The minister was very concerned that the Singapore media should not, even unwittingly, promote or glorify homosexuality.

We tried to accommodate the minister's request concerning the use of the three-letter word.

It was not easy, especially when we were writing headlines. Headings almost always have a severely-limited word count. A word like 'homosexual' takes the space of three or more short ones.

So, after giving the request a fair go, we reverted to mainstream usage of gay as a socially acceptable, less in-your-face way of referring to homosexuals.

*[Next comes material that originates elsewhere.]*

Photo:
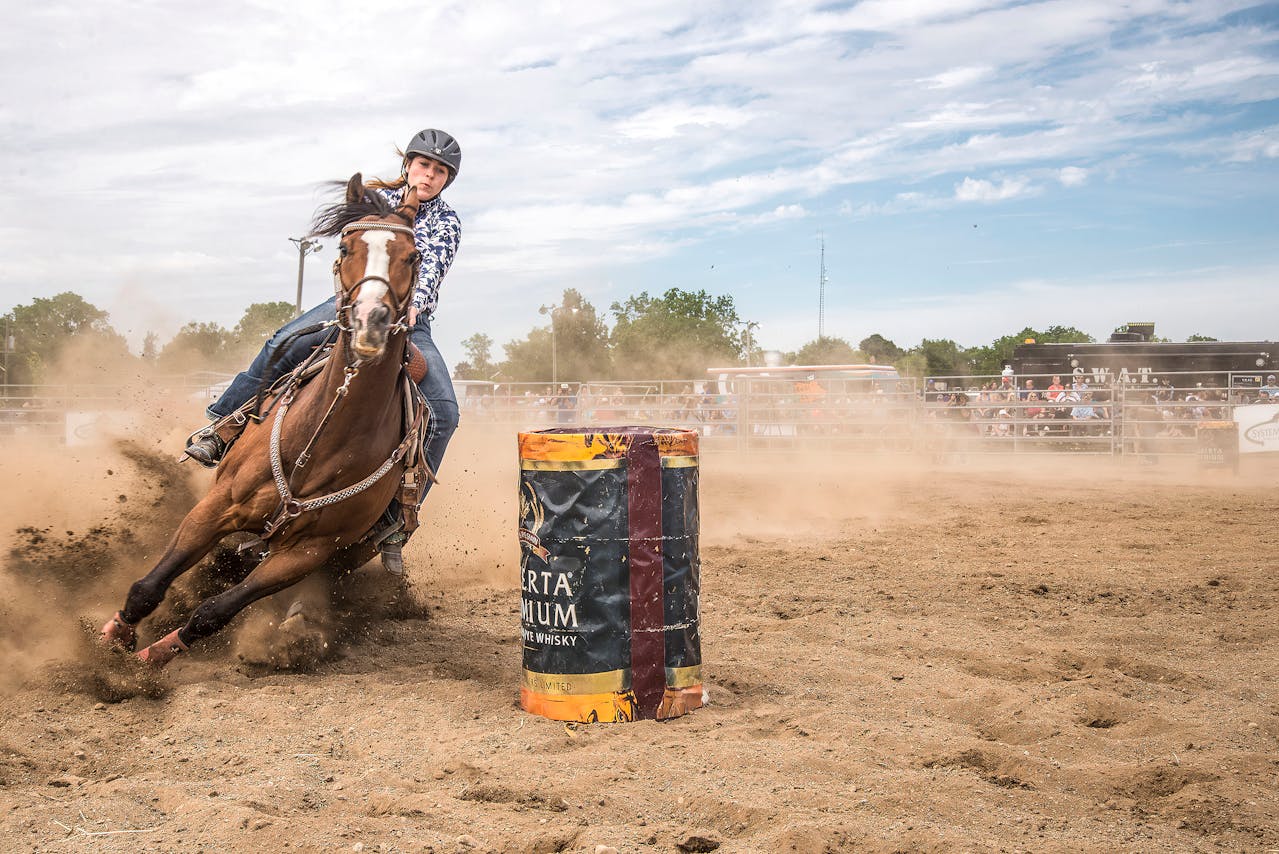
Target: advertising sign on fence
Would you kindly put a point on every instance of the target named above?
(1259, 427)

According to the New Oxford Dictionary of English, the word's centuries-old meanings 'carefree' and 'bright and showy' have virtually dropped out of use.

Now that Singaporeans are engaged in what last Friday's The New Paper called a Gay Debate, I am happy to detect more acceptance of the fact that homosexuals are human beings like the rest of us.

MORE ACCEPTANCE

The debate continues whether gays are people who have chosen or have been pushed into an alternative or undesirable lifestyle, or whether they are what nature intended them to be - born that way.

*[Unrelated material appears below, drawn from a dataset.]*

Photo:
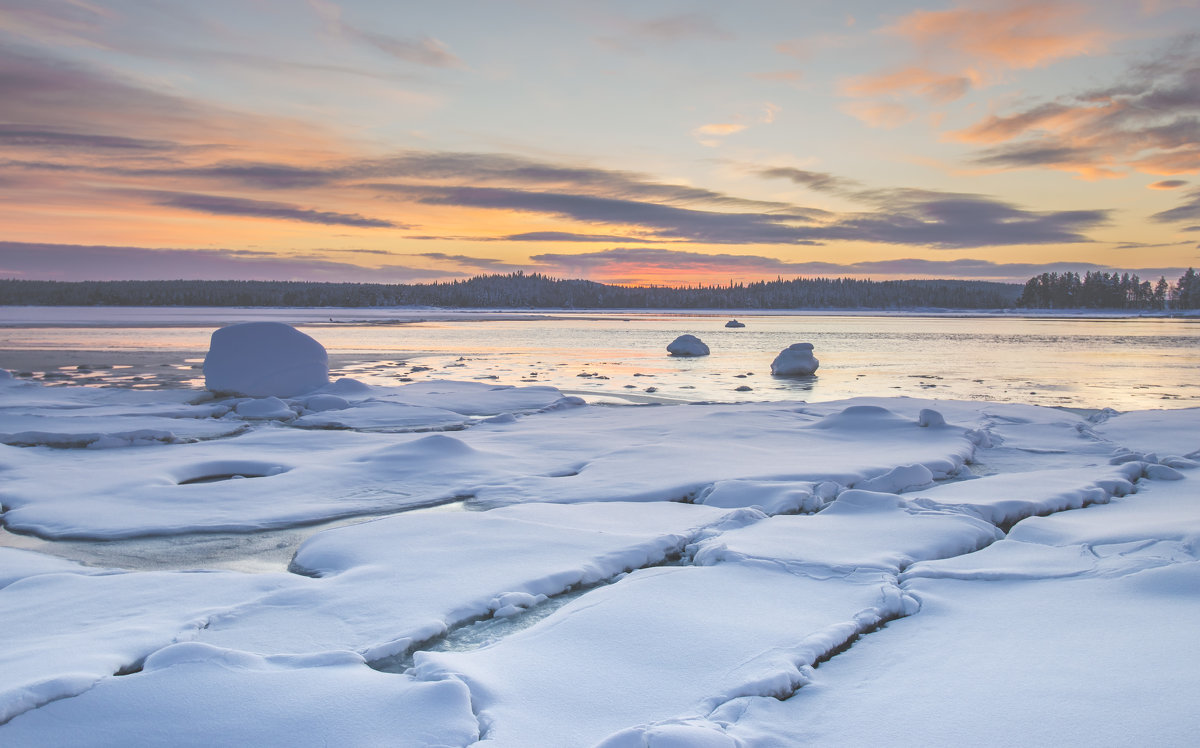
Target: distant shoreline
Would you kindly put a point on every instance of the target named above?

In other words, are they - using a tendentious term - normal like everyone else is 'normal' in the context of personal behaviour and sense of values or of morality?

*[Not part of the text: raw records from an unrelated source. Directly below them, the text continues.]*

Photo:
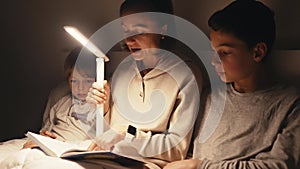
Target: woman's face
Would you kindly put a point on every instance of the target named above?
(80, 85)
(141, 35)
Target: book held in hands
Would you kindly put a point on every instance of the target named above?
(79, 151)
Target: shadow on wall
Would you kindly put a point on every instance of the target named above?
(285, 65)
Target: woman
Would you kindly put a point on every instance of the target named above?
(152, 90)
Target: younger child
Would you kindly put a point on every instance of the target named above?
(70, 118)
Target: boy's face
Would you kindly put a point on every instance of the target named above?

No one in the Government seems to be bothered anymore by homosexuals co-opting the word 'gay' for their way of life.

Instead, the Government is taking what it calls a pragmatic approach.

It acknowledges that there is a place in Singapore for homosexual people, and also that there are those who strongly disapprove of homosexuality.

So it is not initiating any move to take sex between males out of the list of criminal acts. Yet sex between lesbians is not a crime.

There are no moral police out to hunt down homosexual acts between consenting adults.

But the law will punish any homosexual caught preying on children or making any inappropriate move on anyone.

The same applies to heterosexuals caught committing similar offences.

When I was 12 years old, I came very close to being raped by a gay friend of my father. When I was a young adult, another gay friend of my father held me in a crushing, unwanted embrace, kissing and groping me.

Despite those unpleasant experiences, I am close to a relative and have good friends - male and female - who are gay or bisexual.

Maybe because I have never married, I have been asked more than once, seriously, whether I was gay.

Those who know me, especially those who like to tease me about my mythical swinging bachelorhood, have not felt any need to ask me that question.

And I feel no need to take the word 'gay' back from homosexuals - even though they are now saying that 'happy' is the new 'gay'.